A toutes les mamans qui un jour, n’ont pas pu écouter l’histoire de leur enfant.
A tous les enfants qui, désespérément, intensément, ont voulu raconter une histoire à leur maman.
Bien sûr, je suis trop petit pour te le demander maman mais: « Pourquoi tu pleures ? »
Mon tout petit, mon enfant, tu es si beau. Minuscule être fragile, poupée de porcelaine que mes mains pourraient ébrécher.
Je pleure et je ne sais pas pourquoi. Un torrent de larmes envahi ton berceau, ta chambre, la maison entière. Nous nageons toi et moi dans ce bain chaud et salé. Nous sommes suspendus, deux marionnettes sans ficelles.
Tu le vois petit chaton, petite souris, petit amour, mon visage déformé par les larmes. Cet affreux visage grimaçant et violacé, à qui appartient-il ?
Pourquoi tu pleures maman ?
Comment te répondre? Je ne connais pas cette réponse là.

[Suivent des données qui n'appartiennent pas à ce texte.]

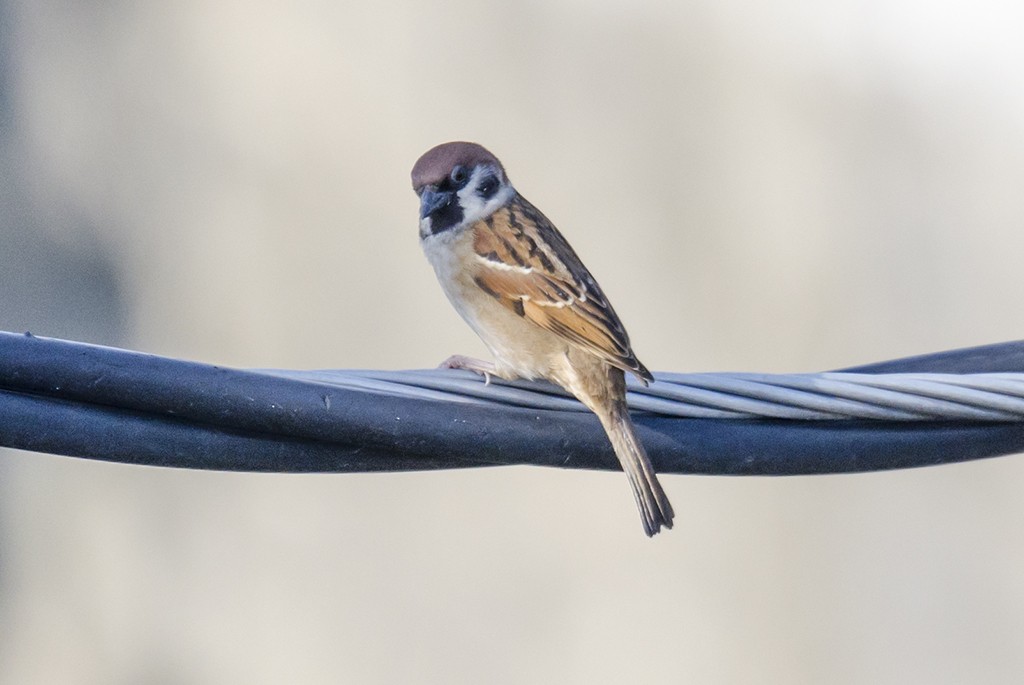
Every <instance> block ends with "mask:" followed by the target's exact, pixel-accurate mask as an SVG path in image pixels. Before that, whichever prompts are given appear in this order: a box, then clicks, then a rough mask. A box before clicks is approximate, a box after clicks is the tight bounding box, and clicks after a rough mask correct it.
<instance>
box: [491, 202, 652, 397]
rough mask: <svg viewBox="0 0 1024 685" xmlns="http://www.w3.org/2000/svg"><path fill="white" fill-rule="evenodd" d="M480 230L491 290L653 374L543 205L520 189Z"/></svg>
mask: <svg viewBox="0 0 1024 685" xmlns="http://www.w3.org/2000/svg"><path fill="white" fill-rule="evenodd" d="M473 231H474V236H473V249H474V251H475V252H476V256H477V260H478V263H477V266H478V269H477V271H476V272H475V273H474V281H475V282H476V285H477V286H479V287H480V288H481V289H482V290H483V291H484V292H486V293H487V294H488V295H490V296H493V297H495V298H496V299H497V300H498V301H499V302H501V303H502V304H503V305H504V306H506V307H508V308H509V309H511V310H512V311H514V312H515V313H517V314H518V315H520V316H523V317H524V318H526V319H527V320H529V322H530V323H532V324H536V325H537V326H540V327H542V328H544V329H547V330H548V331H551V332H552V333H554V334H556V335H558V336H560V337H562V338H563V339H565V340H566V341H567V342H569V343H572V344H573V345H577V346H579V347H582V348H583V349H586V350H588V351H589V352H591V353H593V354H596V355H598V356H600V357H601V358H603V359H605V360H606V361H608V363H611V365H612V366H614V367H618V368H620V369H623V370H624V371H629V372H632V373H634V374H636V375H637V377H638V378H640V379H641V380H643V381H645V382H646V381H650V380H653V378H652V377H651V375H650V373H649V372H648V371H647V370H646V369H645V368H644V366H643V365H642V363H640V360H639V359H637V357H636V355H635V354H634V353H633V350H632V348H631V347H630V339H629V336H628V335H627V333H626V329H625V327H624V326H623V324H622V322H621V320H620V319H618V316H617V315H616V314H615V311H614V309H612V308H611V304H610V303H609V302H608V300H607V298H606V297H605V296H604V293H603V292H601V288H600V286H598V285H597V282H596V281H595V280H594V276H592V275H591V274H590V271H588V270H587V267H586V266H584V264H583V262H582V261H581V260H580V257H578V256H577V254H575V252H574V251H573V250H572V248H571V247H570V246H569V244H568V243H567V242H566V241H565V239H564V238H563V237H562V234H561V233H560V232H558V229H557V228H555V226H554V224H552V223H551V221H549V220H548V218H547V217H545V216H544V214H542V213H541V212H540V210H538V209H537V208H536V207H534V206H532V205H531V204H529V202H527V201H526V200H525V199H524V198H522V197H521V196H516V197H515V198H513V200H512V201H511V202H510V203H509V204H508V205H506V206H505V207H503V208H501V209H499V210H498V211H496V212H495V213H494V214H492V215H490V216H488V217H487V218H486V219H483V220H482V221H479V222H477V223H476V224H475V225H474V226H473Z"/></svg>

Je suis prise au piège. J’ai peur. Toi aussi tu pleures mon ange, tu cries très fort.
Mais attends un peu, je ne comprends plus rien. Tu deviens grand, tu deviens énorme, un géant, un ogre. Tu sortiras de ton berceau. Tu me poursuivras. Terreur. Paralysie.
Je suis si petite, si fragile. Vas-tu me dévorer ?

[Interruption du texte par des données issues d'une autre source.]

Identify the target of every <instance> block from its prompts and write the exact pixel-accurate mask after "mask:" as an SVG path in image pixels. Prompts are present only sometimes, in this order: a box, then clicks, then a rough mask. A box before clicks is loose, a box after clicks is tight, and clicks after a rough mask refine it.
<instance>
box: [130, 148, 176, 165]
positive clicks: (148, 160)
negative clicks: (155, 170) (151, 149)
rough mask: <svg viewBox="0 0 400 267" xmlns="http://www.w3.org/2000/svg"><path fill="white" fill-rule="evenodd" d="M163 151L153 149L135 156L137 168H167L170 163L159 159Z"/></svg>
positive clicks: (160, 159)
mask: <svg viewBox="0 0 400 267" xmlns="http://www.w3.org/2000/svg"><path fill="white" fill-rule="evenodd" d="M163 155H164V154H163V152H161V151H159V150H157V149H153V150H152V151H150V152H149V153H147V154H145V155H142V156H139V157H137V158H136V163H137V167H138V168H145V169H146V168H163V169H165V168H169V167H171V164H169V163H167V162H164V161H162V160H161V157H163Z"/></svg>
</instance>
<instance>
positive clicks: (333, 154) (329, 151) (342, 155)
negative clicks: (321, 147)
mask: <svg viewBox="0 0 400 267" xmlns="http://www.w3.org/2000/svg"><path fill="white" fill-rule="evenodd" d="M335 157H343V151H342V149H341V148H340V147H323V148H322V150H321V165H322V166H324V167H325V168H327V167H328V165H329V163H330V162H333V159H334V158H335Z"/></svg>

Maman, écoute moi, maman j’ai tellement besoin de toi, approche-toi, je te raconterai l’odeur de mon corps, les plis de ma peau et le bleu gris et profond de mes yeux.
Chut... je ne veux pas l’entendre ton histoire petit ange, je ne peux pas l’entendre. Les oreilles de mon cœur sont bouchées. J’ai trop mal. Tu me fais mal.

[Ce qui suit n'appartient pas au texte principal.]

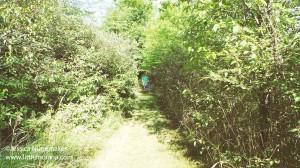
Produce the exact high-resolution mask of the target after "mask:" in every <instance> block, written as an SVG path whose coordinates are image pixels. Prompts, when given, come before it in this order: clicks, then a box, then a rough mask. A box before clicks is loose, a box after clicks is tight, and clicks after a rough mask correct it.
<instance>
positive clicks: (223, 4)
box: [0, 0, 300, 168]
mask: <svg viewBox="0 0 300 168" xmlns="http://www.w3.org/2000/svg"><path fill="white" fill-rule="evenodd" d="M116 3H117V6H116V8H115V9H114V10H113V11H112V13H111V14H110V15H109V16H108V18H107V20H106V23H105V26H104V28H103V29H104V30H105V31H108V32H110V33H103V32H99V31H98V30H93V29H92V28H89V27H87V26H85V25H84V24H83V23H82V21H81V19H80V17H79V15H80V11H79V10H77V9H74V8H71V7H69V6H68V5H67V4H65V3H62V2H61V1H56V0H48V1H42V0H31V1H25V0H21V1H20V0H18V1H16V0H15V1H1V2H0V62H1V64H0V110H1V111H0V129H1V131H0V133H1V134H0V138H1V142H0V145H1V146H9V147H16V146H19V147H22V146H64V147H67V148H68V150H67V151H66V152H67V153H66V154H68V155H72V156H73V157H74V158H73V160H72V162H71V161H70V160H60V161H54V162H53V161H48V162H43V161H35V162H32V164H33V165H38V166H44V167H85V166H86V163H87V159H88V157H89V156H91V155H92V154H93V153H94V152H95V151H96V150H97V149H98V148H99V144H98V143H99V141H101V140H103V135H108V134H109V133H104V132H105V131H108V132H109V129H105V128H108V126H109V127H117V126H118V124H119V123H120V122H121V121H122V115H123V116H129V115H130V114H131V113H132V112H131V110H132V109H133V106H134V103H133V102H134V94H133V88H134V87H135V86H136V81H135V79H136V76H137V71H138V70H140V69H138V68H137V64H139V65H141V66H139V68H141V69H142V70H145V71H147V72H150V73H151V74H152V76H154V77H155V79H156V80H155V81H156V82H155V90H154V92H155V95H156V100H157V103H158V104H159V106H160V108H161V110H162V111H163V113H164V114H165V116H166V117H167V118H168V119H170V120H171V121H172V126H173V127H174V128H175V129H177V131H178V132H180V133H181V135H182V136H181V137H182V139H180V140H178V142H180V143H181V144H183V145H184V146H185V147H186V148H187V149H188V154H189V156H191V157H193V159H196V160H199V161H201V163H203V164H204V167H213V168H216V167H220V168H236V167H247V168H256V167H261V168H268V167H269V168H271V167H279V168H285V167H286V168H297V167H299V164H300V163H299V160H300V155H299V152H300V151H299V150H300V145H299V138H300V114H299V109H300V90H299V89H300V84H299V81H300V73H299V72H300V66H299V65H300V59H299V57H300V55H299V53H300V51H299V48H300V46H299V45H300V32H299V30H300V26H299V25H300V22H299V21H300V19H299V18H300V8H299V7H297V6H299V5H300V4H299V2H298V1H296V0H294V1H283V0H253V1H248V0H230V1H229V0H198V1H186V0H178V1H170V2H168V1H165V2H164V3H162V6H161V9H160V14H159V17H158V18H155V17H152V11H153V10H152V4H151V1H148V0H118V1H116ZM16 18H17V19H16ZM124 38H129V39H130V40H126V39H124ZM131 40H132V41H135V42H132V41H131ZM141 53H142V57H141V55H140V54H141ZM140 58H142V60H140ZM137 60H139V61H140V62H138V63H137V62H136V61H137ZM145 105H146V104H145ZM138 115H139V114H138V113H136V114H135V116H138ZM149 115H150V114H149ZM140 118H141V119H147V117H145V116H144V117H140ZM152 118H153V117H152ZM158 121H159V120H158ZM145 122H146V121H145ZM149 122H152V121H149ZM158 123H159V122H158ZM161 124H168V123H167V122H163V123H161ZM99 131H100V132H101V131H102V133H103V134H102V133H101V134H99ZM103 131H104V132H103ZM83 141H84V143H83ZM2 154H4V155H5V156H7V155H11V154H12V153H11V152H9V151H3V152H2ZM54 154H56V155H59V154H57V153H54ZM1 156H3V155H1ZM12 164H14V166H16V165H17V166H19V167H21V166H24V165H28V164H29V163H28V162H26V161H20V162H16V161H14V160H5V159H2V160H1V158H0V167H12Z"/></svg>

Pars s’il te plaît. Pars là où l’on t’attend. On doit bien t’attendre quelque part. Laisse-moi. Ne m’appelle plus maman.
Hélas maman, comment faire autrement. Personne ne m’attend nulle part. Nous avons tout le temps. Je suis un bon conteur, je connais plein d’histoires.
Alors raconte-moi petit enfant. Il faut que je t’écoute. Il faut que je m’écoute. Raconte-moi ton souffle sucré, raconte- moi les frêles battements de ton coeur.
Et puis rassure-toi, bientôt, très bientôt, cette histoire, je la connaîtrais par coeur.